Based on: 10-K (reporting date: 2024-12-31), 10-K (reporting date: 2023-12-31), 10-K (reporting date: 2022-12-31), 10-K (reporting date: 2021-12-31), 10-K (reporting date: 2020-12-31), 10-K (reporting date: 2019-12-31), 10-K (reporting date: 2018-12-31), 10-K (reporting date: 2017-12-31), 10-K (reporting date: 2016-12-31), 10-K (reporting date: 2015-12-31), 10-K (reporting date: 2014-12-31), 10-K (reporting date: 2013-12-31), 10-K (reporting date: 2012-12-31), 10-K (reporting date: 2011-12-31), 10-K (reporting date: 2010-12-31), 10-K (reporting date: 2009-12-31), 10-K (reporting date: 2008-12-31), 10-K (reporting date: 2007-12-31), 10-K (reporting date: 2006-12-31), 10-K (reporting date: 2005-12-31).

1 US$ in millions


Current Assets
The current assets exhibited a general upward trend over the analyzed period. Starting at 17,206 million USD in 2005, the figure rose steadily with occasional moderate fluctuations to reach 51,133 million USD by 2024. Notable increments occurred between 2011 and 2014, and from 2018 onward, indicating a consistent growth in liquid resources or short-term assets available to cover liabilities.
Current Liabilities
Current liabilities showed a gradual increase from 15,345 million USD in 2005 to 51,499 million USD in 2024. Although the growth was relatively steady, certain years, such as between 2011 and 2014, presented sharper rises, which correspond with the periods of increasing current assets. The data suggests growing obligations and potential increases in short-term debts or payables over the years.
Current Ratio
The current ratio displayed some volatility and a declining trend in recent years.
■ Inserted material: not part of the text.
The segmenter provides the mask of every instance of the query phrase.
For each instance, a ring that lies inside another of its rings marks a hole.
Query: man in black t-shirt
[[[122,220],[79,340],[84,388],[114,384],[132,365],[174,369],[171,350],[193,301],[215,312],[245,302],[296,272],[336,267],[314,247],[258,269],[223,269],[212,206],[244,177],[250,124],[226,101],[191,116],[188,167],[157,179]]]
Initially remaining above 1.1 and peaking at around 1.38 in 2011, the ratio generally hovered between 1.1 and 1.3 through 2017. From 2018 onward, the ratio decreased gradually below the critical benchmark of 1.0 by 2024, ending at 0.99. This trend potentially indicates that the company's current liabilities are growing at a faster rate than its current assets, suggesting a weakening short-term liquidity position toward the end of the period.
Overall Analysis
Across the two decades, both current assets and liabilities increased significantly, with liabilities increasing proportionally more in recent years. Although the company historically maintained a current ratio above 1.0, signaling sufficient liquidity to cover short-term obligations, the ratio’s downward movement approaching and falling just below 1.0 by 2024 necessitates attention. This could imply emerging liquidity pressures or a shift in the company's working capital management strategy. Continuous monitoring and potential measures to improve short-term asset coverage may be advisable to maintain financial stability.

Comparison to Competitors

RTX Corp., current ratio, long-term trends, comparison to competitors

Microsoft Excel

Based on: 10-K (reporting date: 2024-12-31), 10-K (reporting date: 2023-12-31), 10-K (reporting date: 2022-12-31), 10-K (reporting date: 2021-12-31), 10-K (reporting date: 2020-12-31), 10-K (reporting date: 2019-12-31), 10-K (reporting date: 2018-12-31), 10-K (reporting date: 2017-12-31), 10-K (reporting date: 2016-12-31), 10-K (reporting date: 2015-12-31), 10-K (reporting date: 2014-12-31), 10-K (reporting date: 2013-12-31), 10-K (reporting date: 2012-12-31), 10-K (reporting date: 2011-12-31), 10-K (reporting date: 2010-12-31), 10-K (reporting date: 2009-12-31), 10-K (reporting date: 2008-12-31), 10-K (reporting date: 2007-12-31), 10-K (reporting date: 2006-12-31), 10-K (reporting date: 2005-12-31).